For curiosity, the total number of solutions is (GE)!/(G!*(E!)^G).
In your example, it is (2*2)!/(2!*(2!)^2) = 3.
For N = 200 and E = 2, there are 6.7e186 solutions.
For N = 200 and E = 5, there are 6.6e243 solutions (the maximum I found for 200 elements).
Additionally, for N = 200 and E > 13, the number of possibilities for the first group is greater than 2^64 (so it cannot be stored in a 64-bit integer), which is problematic for representing an index.
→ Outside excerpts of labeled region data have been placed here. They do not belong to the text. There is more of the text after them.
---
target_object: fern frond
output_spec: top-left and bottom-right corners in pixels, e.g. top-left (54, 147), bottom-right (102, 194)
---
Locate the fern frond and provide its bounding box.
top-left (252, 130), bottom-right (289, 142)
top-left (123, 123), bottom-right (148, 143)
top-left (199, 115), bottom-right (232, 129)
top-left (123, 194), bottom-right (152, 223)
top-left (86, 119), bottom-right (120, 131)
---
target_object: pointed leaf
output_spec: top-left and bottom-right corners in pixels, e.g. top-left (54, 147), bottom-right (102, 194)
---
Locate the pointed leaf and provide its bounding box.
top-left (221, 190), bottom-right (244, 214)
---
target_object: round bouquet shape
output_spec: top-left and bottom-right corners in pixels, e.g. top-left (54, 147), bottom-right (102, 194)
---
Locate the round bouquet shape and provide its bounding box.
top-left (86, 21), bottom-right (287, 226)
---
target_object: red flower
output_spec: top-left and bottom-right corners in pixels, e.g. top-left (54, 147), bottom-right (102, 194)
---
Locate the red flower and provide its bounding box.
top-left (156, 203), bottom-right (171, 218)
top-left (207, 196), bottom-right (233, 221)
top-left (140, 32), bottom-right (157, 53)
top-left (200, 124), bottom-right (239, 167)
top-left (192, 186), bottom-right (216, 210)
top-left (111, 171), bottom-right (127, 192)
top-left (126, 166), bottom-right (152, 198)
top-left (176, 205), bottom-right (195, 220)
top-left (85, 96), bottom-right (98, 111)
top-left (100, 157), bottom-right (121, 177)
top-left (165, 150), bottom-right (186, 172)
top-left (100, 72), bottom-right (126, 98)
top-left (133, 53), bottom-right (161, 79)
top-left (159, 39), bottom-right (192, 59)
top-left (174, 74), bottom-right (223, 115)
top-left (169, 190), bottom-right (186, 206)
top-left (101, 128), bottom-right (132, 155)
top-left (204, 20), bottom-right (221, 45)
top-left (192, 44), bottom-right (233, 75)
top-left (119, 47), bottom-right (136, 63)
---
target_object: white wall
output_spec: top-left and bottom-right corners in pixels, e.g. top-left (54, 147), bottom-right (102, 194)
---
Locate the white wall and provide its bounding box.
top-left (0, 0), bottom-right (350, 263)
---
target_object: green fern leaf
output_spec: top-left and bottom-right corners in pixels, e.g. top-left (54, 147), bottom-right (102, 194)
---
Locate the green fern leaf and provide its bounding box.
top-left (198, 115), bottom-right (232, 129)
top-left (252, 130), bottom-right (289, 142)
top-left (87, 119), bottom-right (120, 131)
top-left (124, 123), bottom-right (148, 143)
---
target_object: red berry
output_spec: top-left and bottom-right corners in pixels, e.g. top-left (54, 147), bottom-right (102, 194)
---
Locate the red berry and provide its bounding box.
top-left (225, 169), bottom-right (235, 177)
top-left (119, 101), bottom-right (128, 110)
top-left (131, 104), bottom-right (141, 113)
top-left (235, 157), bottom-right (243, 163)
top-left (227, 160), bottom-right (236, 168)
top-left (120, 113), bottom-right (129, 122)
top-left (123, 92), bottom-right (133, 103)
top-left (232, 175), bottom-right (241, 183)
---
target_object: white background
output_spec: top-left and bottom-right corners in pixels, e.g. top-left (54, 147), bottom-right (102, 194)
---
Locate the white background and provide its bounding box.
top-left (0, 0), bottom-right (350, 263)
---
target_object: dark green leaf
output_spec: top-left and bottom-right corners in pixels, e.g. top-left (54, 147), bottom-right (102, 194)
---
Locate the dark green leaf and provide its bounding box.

But as long as you don't need groups with more than 13 elements, you can use arrays of 64-bit integers as indices.
Perhaps a simulated annealing approach might work. You can start with a non-optimal initial solution and iterate using heuristics to improve.
Your scoring criteria may help you choose the initial solution, e.g. make the best scoring first group you can, then with what's left make the best scoring second group, and so on.
Good choices of "neighboring states" may be implied by your scoring criteria, but at the very least, you could consider two states neighboring if they differ by a single swap.
So the iteration portion of the algorithm would be to try a bunch of swaps, sampled randomly, and choose the one that improves the global score according to the annealing schedule.
I'm hoping you can find a better choice of the adjacent states! That is, I'm hoping you can find better rules for iteratively improving based on your scoring criteria.
If you have a sufficiently large population that you can't fit all assignations in memory and are unlikely to ever test all possible assignations, then the simplest method will just be to choose test assignations randomly. For example:
repeat
randomly shuffle population
put 1st n/2 members of the shuffled pop into assig1 and 2nd n/2 into assig2
score assignation and record it if best so far
until bored
If you have a large population it is unlikely that there will be much loss of efficiency due to duplicating a test as it is unlikely that you would chance on the same assignation again.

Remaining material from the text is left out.